A Faltering Economy: Good for Stocks?

Posted on August 24, 2010

Filed Under Jack Bowers, Mutual Funds, Personal Investing, The Economic Scene

Investing in the stock market is always a glass half full/ glass half empty proposition. On any given day you can find basketfuls of reports painting a rosy picture for say, the next six months, and a roughly equal number expressing the opposite opinion.

It’s never easy. But rarely have I seen as big a disconnect as the one I read about in the current issue of Business Week (August 16-29, 2010).

First, the seemingly good news.
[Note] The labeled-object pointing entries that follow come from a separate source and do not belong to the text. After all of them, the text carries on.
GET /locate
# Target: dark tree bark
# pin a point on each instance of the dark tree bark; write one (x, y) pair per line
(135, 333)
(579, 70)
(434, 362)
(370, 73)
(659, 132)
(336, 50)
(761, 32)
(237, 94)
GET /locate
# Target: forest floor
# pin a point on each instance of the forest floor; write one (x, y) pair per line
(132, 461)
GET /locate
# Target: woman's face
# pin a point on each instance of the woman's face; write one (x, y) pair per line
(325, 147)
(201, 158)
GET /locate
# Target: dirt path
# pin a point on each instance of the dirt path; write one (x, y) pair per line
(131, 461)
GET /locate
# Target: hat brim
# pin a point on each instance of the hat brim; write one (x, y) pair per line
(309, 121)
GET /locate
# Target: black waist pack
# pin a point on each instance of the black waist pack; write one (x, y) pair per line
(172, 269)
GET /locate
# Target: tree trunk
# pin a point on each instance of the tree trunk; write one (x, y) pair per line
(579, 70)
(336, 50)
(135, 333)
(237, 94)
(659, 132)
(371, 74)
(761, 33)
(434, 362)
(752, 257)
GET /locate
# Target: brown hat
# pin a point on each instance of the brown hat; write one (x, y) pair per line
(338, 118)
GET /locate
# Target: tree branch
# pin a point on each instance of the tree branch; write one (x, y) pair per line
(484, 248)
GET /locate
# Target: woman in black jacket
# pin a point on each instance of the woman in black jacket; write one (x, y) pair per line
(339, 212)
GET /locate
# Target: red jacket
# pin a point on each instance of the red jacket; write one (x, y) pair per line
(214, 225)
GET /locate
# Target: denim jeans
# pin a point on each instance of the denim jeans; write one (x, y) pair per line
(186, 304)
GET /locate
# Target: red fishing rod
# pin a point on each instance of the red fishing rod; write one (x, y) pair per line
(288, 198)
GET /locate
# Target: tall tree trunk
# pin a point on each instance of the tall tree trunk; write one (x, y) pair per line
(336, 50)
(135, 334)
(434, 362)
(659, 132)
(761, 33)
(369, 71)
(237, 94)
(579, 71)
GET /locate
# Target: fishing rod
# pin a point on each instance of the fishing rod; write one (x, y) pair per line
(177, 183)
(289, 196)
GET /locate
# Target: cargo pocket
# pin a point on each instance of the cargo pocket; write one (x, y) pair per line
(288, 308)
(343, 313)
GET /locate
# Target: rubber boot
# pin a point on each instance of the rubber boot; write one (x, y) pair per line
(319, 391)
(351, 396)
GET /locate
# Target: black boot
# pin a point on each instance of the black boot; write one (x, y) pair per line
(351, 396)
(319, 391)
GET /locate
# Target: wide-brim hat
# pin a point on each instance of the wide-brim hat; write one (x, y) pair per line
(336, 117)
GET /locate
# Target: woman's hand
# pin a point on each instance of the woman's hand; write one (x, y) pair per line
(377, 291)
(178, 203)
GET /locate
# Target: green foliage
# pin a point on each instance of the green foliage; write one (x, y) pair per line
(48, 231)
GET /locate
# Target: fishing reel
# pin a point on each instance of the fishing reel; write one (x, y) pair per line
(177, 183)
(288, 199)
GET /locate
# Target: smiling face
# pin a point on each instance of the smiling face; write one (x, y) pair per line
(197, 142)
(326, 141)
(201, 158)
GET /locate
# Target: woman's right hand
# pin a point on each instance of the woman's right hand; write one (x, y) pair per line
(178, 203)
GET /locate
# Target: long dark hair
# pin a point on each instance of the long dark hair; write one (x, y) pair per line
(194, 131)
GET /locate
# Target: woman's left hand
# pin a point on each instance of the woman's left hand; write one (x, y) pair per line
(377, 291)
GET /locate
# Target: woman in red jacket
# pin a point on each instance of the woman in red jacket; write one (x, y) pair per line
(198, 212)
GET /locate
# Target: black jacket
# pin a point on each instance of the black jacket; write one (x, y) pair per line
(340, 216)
A Bloomberg-compiled report, done in early August, studied the stock market forecasts of 12 major investment banks. The consensus results said, “the fastest annual earnings increase in 22 years will push the S&P Index up 20 percent in the last six months of 2010.”

At the same time, the article notes, many of the economists at the same banks are increasingly becoming more pessimistic about the economy.

Can the stock market rally while the economy slumps? Yes. We’ve seen it many times. In the past it’s been referred to as the market “climbing a wall of worry.”

In the current situation, record low interest rates are one of the main factors for optimism. But another propellant for the expected rally is growth of earnings. Corporate earnings are looking robust right now, and going forward seem poised to beat earlier estimates. Cash at companies in the S&P 500 has risen for six straight quarters, partly a result of firing workers by the thousands and partly from reducing capital spending. That stinks for the now unemployed workers, but it helps the firms’ bottom line. Hence the rosy forecast for corporate earnings, and the expectation of higher stock prices.

While a 20 percent jump from current levels seems extreme – and since the 20 percent figure was the consensus number, some forecasts had to be even higher – both Jack Bowers and I have been projecting a rally into the closing months of the year.  Time will tell.